Adapting a template for a resume

For various reasons, I’ve become way to familiar with the technologies associated with creating resumes. For the record, the coolest are: CV Maker, LaTeX resume templates, JsonResume and just about anyone’s HTML5 resume template. The HTML5 templates are written by people who actually have artistic taste, so they look beautiful. No way could I do the same in a short time, so I bought a template. (Never mind that the Template store’s UI let me buy the wrong template before I bought the right one, let’s focus on the happy parts of this experience.)

To use it for my self, I had to:

Assemble the raw material for a resume. StackOverflow Careers is my ground truth for resume data. From there I copy it to USAJobs and so on.

Load it up in Intellij Visual Studio with Resharper is not too bad, but if you just use Intellij, you get all the goodness that Resharper was giving you and more.

Disable the PHP mailer A contact form is just a spam channel. Don’t ask me why spammers think they can make money sending mail to web admins (unless maybe it’s spear phishing). I considered not showing my email address, but the spam harvesters already have my email address and google already perfectly filters my spam.

Strip out the boiler plate. Every time you think to got it all, there is more references to John Doe.

Fix the load image. The load image was waiting for all assets to render before it would remove the annoying spinner and curtain. But the page did not have any elements that the user might interact with too early. The page didn’t have any flashes of unstyled content like you see with Angular. There weren’t any UI element suddenly snapping into place on the document ready event like a certain app I’ve worked on before.

Deminimize the code. This should be easy, right? A template has to ship with the JavaScript source code. But the code was minimized. So I pointed the page to the non-minimized version. The whole page broke. Finally I noticed the minimized file actually contained version 1.2 and the non-minimized shipped was 1.0. So I deminimized the code and could begin removing the extraneous load image.
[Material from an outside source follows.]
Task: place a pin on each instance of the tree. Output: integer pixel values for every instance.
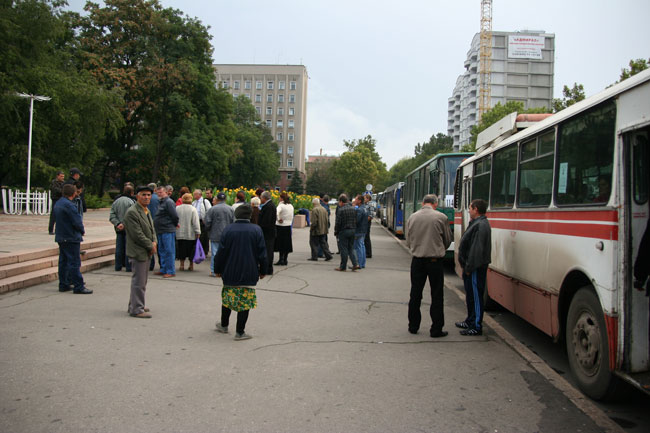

Upload to my hosted Virtual Machine . Filezilla all of a sudden decides it can connect, but can’t do anything. Some minutes later, I figure out that TunnelBear, my VPN utility and Filezilla don’t play well together. So I added an exception for my domain.

Write blog post. I just wanted my resume to be a nice container. But as a developer, it sort of looks like maybe I wrote this from scratch. I certainly did not.

How to do postbuild tasks painlessly in Visual Studio

So, you’d think you’d need to write custom msbuild targets or even learn msbuild syntax. Wrong!

(okay, some of this can be done via the project properties, the “Build Events” tab. The “Build Events” tab hides the fact that you are writing msbuild code and now you have batch file code embedded into a visual property page instead a file that can be check into source control, diffed or run independently.)

You will have to edit your csproj file.

1. Create a postbuild.bat file in the root of your project. Right click for properties and set to “always copy”. A copy of this will now always be put in the bin\DEBUG or bin\RELEASE folder after each build.

2. Unload your csproj file (right click, “Unload project”), right click again to bring it up for edit.

3. At the very end, find this:
<Target Name="AfterBuild">
<Exec Command="CALL postbuild.bat $(OutputPath)" />

The code passes the \bin\DEBUG or \bin\RELEASE path to the batch file. You could pass more msbuild specific variables if you need to.

Strangely, the build output window will always report an error regarding the first line of the batch file. It will report that SET or ECHO or DIR or whatever isn’t a recognized command. But the 2nd and subsequent lines of the batch file run just fine.

From here you can now call out to powershell, bash, or do what batch files do.